September 24, 2023

Dijkstra Algorithm¶

You are given a directed or undirected weighted graph with $n$ vertices and $m$ edges. The weights of all edges are non-negative. You are also given a starting vertex $s$. This article discusses finding the lengths of the shortest paths from a starting vertex $s$ to all other vertices, and output the shortest paths themselves.

This problem is also called single-source shortest paths problem.

Algorithm¶

Here is an algorithm described by the Dutch computer scientist Edsger W. Dijkstra in 1959.

Let's create an array $d[]$ where for each vertex $v$ we store the current length of the shortest path from $s$ to $v$ in $d[v]$. Initially $d[s] = 0$, and for all other vertices this length equals infinity. In the implementation a sufficiently large number (which is guaranteed to be greater than any possible path length) is chosen as infinity.

$$d[v] = \infty,~ v \ne s$$

In addition, we maintain a Boolean array $u[]$ which stores for each vertex $v$ whether it's marked. Initially all vertices are unmarked:

$$u[v] = {\rm false}$$

The Dijkstra's algorithm runs for $n$ iterations. At each iteration a vertex $v$ is chosen as unmarked vertex which has the least value $d[v]$:

Evidently, in the first iteration the starting vertex $s$ will be selected.

The selected vertex $v$ is marked. Next, from vertex $v$ relaxations are performed: all edges of the form $(v,\text{to})$ are considered, and for each vertex $\text{to}$ the algorithm tries to improve the value $d[\text{to}]$. If the length of the current edge equals $len$, the code for relaxation is:

$$d[\text{to}] = \min (d[\text{to}], d[v] + len)$$

After all such edges are considered, the current iteration ends. Finally, after $n$ iterations, all vertices will be marked, and the algorithm terminates. We claim that the found values $d[v]$ are the lengths of shortest paths from $s$ to all vertices $v$.

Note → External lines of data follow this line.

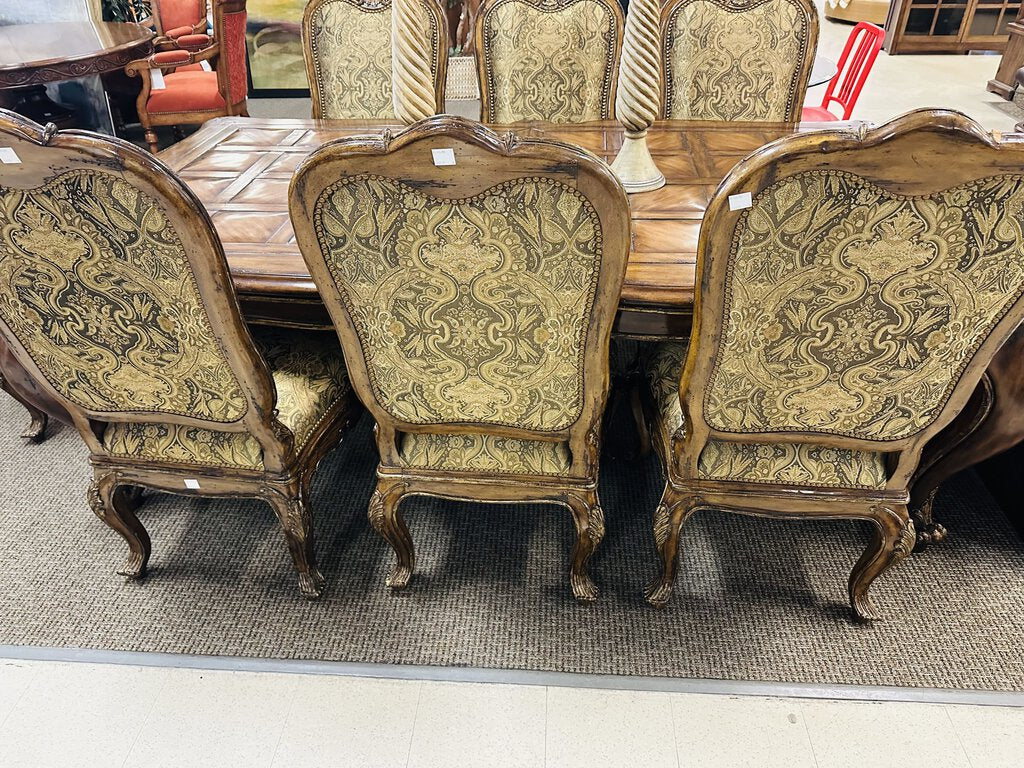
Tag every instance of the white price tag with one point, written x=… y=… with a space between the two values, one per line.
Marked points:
x=443 y=157
x=739 y=202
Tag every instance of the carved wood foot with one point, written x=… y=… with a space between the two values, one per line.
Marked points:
x=296 y=521
x=388 y=522
x=589 y=519
x=36 y=430
x=670 y=515
x=111 y=507
x=891 y=542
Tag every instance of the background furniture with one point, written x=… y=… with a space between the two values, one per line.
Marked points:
x=948 y=26
x=189 y=96
x=728 y=61
x=864 y=42
x=475 y=316
x=241 y=170
x=872 y=11
x=118 y=304
x=548 y=59
x=802 y=397
x=347 y=47
x=34 y=54
x=1005 y=82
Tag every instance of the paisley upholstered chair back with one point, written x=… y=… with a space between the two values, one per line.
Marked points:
x=232 y=69
x=737 y=59
x=856 y=300
x=469 y=297
x=347 y=45
x=115 y=293
x=548 y=59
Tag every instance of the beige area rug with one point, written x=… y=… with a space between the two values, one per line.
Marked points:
x=756 y=600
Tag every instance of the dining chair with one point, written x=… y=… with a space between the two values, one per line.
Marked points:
x=347 y=47
x=729 y=60
x=175 y=92
x=554 y=60
x=116 y=298
x=473 y=280
x=844 y=89
x=853 y=288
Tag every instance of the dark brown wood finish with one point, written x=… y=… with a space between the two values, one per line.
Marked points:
x=240 y=169
x=39 y=53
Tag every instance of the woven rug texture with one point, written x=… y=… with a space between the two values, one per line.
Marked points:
x=755 y=599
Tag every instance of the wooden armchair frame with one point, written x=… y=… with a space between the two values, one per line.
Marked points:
x=317 y=88
x=797 y=89
x=168 y=60
x=921 y=154
x=483 y=161
x=285 y=480
x=489 y=96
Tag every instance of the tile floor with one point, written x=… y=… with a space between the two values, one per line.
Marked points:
x=55 y=715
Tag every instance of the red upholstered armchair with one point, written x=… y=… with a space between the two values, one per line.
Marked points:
x=192 y=94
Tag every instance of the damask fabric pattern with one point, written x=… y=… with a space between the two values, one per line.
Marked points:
x=792 y=464
x=351 y=53
x=726 y=61
x=309 y=376
x=476 y=453
x=552 y=64
x=473 y=309
x=853 y=310
x=96 y=286
x=800 y=464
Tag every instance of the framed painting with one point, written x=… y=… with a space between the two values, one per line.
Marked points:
x=273 y=38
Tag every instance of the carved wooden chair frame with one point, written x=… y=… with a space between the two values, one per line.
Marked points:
x=438 y=36
x=888 y=157
x=484 y=57
x=117 y=480
x=494 y=160
x=795 y=99
x=168 y=60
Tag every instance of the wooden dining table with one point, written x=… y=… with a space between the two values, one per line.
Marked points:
x=240 y=169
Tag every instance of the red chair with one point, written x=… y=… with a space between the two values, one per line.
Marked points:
x=192 y=95
x=846 y=86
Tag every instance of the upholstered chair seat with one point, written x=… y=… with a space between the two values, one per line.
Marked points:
x=310 y=379
x=187 y=90
x=203 y=77
x=477 y=453
x=548 y=59
x=117 y=301
x=751 y=462
x=347 y=49
x=843 y=318
x=475 y=310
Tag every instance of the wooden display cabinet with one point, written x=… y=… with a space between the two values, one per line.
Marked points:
x=948 y=26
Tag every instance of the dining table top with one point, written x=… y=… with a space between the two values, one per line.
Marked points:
x=240 y=169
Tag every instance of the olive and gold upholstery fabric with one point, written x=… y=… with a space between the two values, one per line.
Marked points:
x=801 y=464
x=96 y=286
x=476 y=453
x=474 y=309
x=550 y=61
x=853 y=310
x=309 y=376
x=729 y=60
x=349 y=47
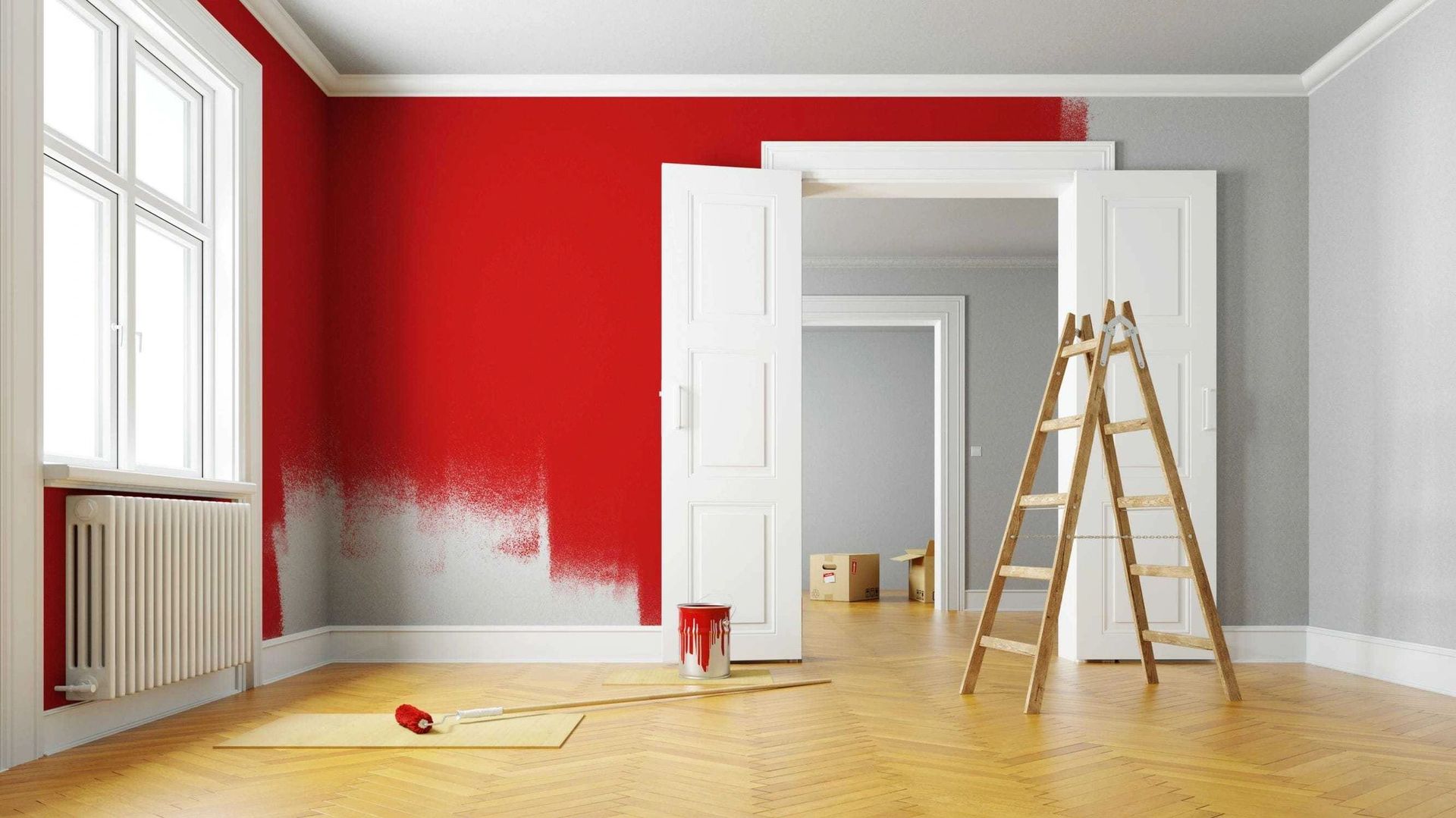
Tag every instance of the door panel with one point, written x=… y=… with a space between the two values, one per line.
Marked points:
x=731 y=349
x=1147 y=237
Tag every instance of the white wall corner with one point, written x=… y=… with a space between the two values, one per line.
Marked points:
x=1411 y=664
x=20 y=565
x=1360 y=41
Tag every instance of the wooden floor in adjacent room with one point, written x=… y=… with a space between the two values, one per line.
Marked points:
x=890 y=737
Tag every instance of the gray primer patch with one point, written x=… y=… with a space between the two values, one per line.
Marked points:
x=457 y=563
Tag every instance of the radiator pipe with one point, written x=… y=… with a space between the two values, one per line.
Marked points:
x=86 y=686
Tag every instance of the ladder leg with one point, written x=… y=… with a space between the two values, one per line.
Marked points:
x=1087 y=433
x=1028 y=476
x=1125 y=528
x=1190 y=541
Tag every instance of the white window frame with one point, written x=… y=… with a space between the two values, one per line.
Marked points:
x=22 y=472
x=206 y=216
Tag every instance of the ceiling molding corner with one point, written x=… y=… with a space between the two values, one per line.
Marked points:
x=293 y=39
x=1360 y=41
x=814 y=85
x=930 y=262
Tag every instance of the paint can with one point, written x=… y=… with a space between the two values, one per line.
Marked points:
x=702 y=641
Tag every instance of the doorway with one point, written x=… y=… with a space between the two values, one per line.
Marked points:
x=731 y=389
x=996 y=262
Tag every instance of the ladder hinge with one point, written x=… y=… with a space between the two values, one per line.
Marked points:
x=1110 y=329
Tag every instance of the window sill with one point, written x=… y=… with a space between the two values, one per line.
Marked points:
x=66 y=476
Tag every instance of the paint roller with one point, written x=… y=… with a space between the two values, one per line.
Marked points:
x=419 y=721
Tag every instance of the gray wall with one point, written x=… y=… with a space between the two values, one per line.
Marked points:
x=1260 y=150
x=1382 y=306
x=1011 y=325
x=868 y=443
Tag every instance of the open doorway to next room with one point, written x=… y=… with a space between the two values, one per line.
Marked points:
x=870 y=392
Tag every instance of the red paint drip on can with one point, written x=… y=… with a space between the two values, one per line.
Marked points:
x=702 y=641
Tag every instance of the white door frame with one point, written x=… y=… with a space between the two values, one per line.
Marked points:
x=946 y=316
x=1025 y=169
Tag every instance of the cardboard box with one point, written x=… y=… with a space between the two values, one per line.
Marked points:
x=922 y=572
x=845 y=578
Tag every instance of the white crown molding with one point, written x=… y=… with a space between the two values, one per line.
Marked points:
x=1382 y=25
x=930 y=262
x=299 y=45
x=289 y=34
x=816 y=85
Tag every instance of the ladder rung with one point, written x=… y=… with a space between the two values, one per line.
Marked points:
x=1025 y=571
x=1081 y=346
x=1008 y=645
x=1175 y=571
x=1147 y=501
x=1043 y=500
x=1119 y=427
x=1181 y=639
x=1069 y=422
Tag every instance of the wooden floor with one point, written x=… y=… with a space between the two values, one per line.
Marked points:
x=890 y=737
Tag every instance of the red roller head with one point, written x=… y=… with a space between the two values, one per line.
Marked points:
x=411 y=718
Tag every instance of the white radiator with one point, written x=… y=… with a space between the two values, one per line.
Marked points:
x=156 y=591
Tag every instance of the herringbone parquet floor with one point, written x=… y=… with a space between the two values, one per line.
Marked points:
x=890 y=737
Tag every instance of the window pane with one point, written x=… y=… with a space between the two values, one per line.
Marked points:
x=166 y=345
x=77 y=362
x=77 y=74
x=166 y=131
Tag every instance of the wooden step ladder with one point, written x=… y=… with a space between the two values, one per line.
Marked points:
x=1094 y=422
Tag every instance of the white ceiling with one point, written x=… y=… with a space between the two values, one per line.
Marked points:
x=827 y=36
x=930 y=227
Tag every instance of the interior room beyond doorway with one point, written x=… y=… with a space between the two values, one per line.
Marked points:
x=1001 y=255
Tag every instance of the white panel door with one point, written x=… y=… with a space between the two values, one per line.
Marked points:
x=731 y=338
x=1147 y=237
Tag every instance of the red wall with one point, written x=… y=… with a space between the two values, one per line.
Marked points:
x=497 y=275
x=294 y=300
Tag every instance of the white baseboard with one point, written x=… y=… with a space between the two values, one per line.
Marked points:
x=88 y=721
x=1266 y=642
x=294 y=654
x=497 y=644
x=1012 y=600
x=1411 y=664
x=299 y=653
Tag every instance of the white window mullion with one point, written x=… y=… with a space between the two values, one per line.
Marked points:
x=127 y=348
x=127 y=353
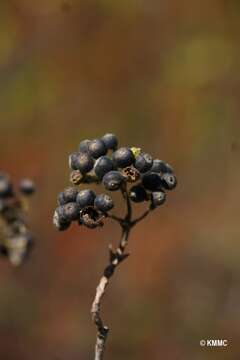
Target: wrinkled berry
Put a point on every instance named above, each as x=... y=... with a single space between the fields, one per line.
x=152 y=181
x=138 y=194
x=27 y=187
x=113 y=180
x=83 y=162
x=169 y=181
x=110 y=141
x=83 y=146
x=97 y=148
x=71 y=211
x=6 y=188
x=143 y=162
x=123 y=157
x=102 y=166
x=160 y=166
x=85 y=198
x=72 y=161
x=68 y=195
x=158 y=198
x=103 y=202
x=91 y=217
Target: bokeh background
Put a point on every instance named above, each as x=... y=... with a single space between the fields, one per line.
x=163 y=75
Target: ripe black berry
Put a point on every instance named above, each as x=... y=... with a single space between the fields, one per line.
x=152 y=181
x=27 y=187
x=68 y=195
x=71 y=211
x=143 y=162
x=72 y=161
x=110 y=141
x=103 y=202
x=6 y=188
x=123 y=157
x=91 y=217
x=138 y=194
x=160 y=166
x=85 y=198
x=83 y=162
x=97 y=148
x=169 y=181
x=102 y=166
x=113 y=180
x=83 y=146
x=158 y=198
x=59 y=217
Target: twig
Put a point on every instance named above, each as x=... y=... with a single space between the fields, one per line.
x=116 y=257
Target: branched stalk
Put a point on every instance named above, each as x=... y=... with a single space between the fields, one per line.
x=115 y=258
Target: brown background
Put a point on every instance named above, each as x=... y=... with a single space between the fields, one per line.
x=163 y=75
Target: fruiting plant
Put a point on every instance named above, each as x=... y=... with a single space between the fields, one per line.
x=131 y=171
x=15 y=238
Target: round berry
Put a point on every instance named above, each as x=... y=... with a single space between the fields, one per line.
x=68 y=195
x=138 y=194
x=27 y=187
x=143 y=162
x=83 y=162
x=169 y=181
x=102 y=166
x=6 y=188
x=103 y=202
x=123 y=157
x=158 y=198
x=71 y=211
x=72 y=161
x=85 y=198
x=97 y=148
x=113 y=180
x=160 y=166
x=91 y=217
x=83 y=146
x=110 y=141
x=59 y=219
x=152 y=181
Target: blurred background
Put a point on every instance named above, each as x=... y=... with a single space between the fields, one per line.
x=160 y=74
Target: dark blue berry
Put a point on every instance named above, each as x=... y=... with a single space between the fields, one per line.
x=138 y=194
x=72 y=161
x=123 y=157
x=103 y=202
x=85 y=198
x=83 y=162
x=27 y=187
x=113 y=180
x=68 y=195
x=158 y=198
x=71 y=211
x=110 y=141
x=102 y=166
x=169 y=181
x=91 y=217
x=6 y=188
x=143 y=162
x=152 y=181
x=83 y=146
x=97 y=148
x=160 y=166
x=60 y=219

Note that if some vertices are unreachable from the starting vertex $s$, the values $d[v]$ for them will remain infinite. Obviously, the last few iterations of the algorithm will choose those vertices, but no useful work will be done for them. Therefore, the algorithm can be stopped as soon as the selected vertex has infinite distance to it.

Restoring Shortest Paths¶

Usually one needs to know not only the lengths of shortest paths but also the shortest paths themselves. Let's see how to maintain sufficient information to restore the shortest path from $s$ to any vertex. We'll maintain an array of predecessors $p[]$ in which for each vertex $v \ne s$, $p[v]$ is the penultimate vertex in the shortest path from $s$ to $v$. Here we use the fact that if we take the shortest path to some vertex $v$ and remove $v$ from this path, we'll get a path ending in at vertex $p[v]$, and this path will be the shortest for the vertex $p[v]$. This array of predecessors can be used to restore the shortest path to any vertex: starting with $v$, repeatedly take the predecessor of the current vertex until we reach the starting vertex $s$ to get the required shortest path with vertices listed in reverse order. So, the shortest path $P$ to the vertex $v$ is equal to:

$$P = (s, \ldots, p[p[p[v]]], p[p[v]], p[v], v)$$

Building this array of predecessors is very simple: for each successful relaxation, i.e. when for some selected vertex $v$, there is an improvement in the distance to some vertex $\text{to}$, we update the predecessor vertex for $\text{to}$ with vertex $v$:

$$p[\text{to}] = v$$

Proof¶

The main assertion on which Dijkstra's algorithm correctness is based is the following:

After any vertex $v$ becomes marked, the current distance to it $d[v]$ is the shortest, and will no longer change.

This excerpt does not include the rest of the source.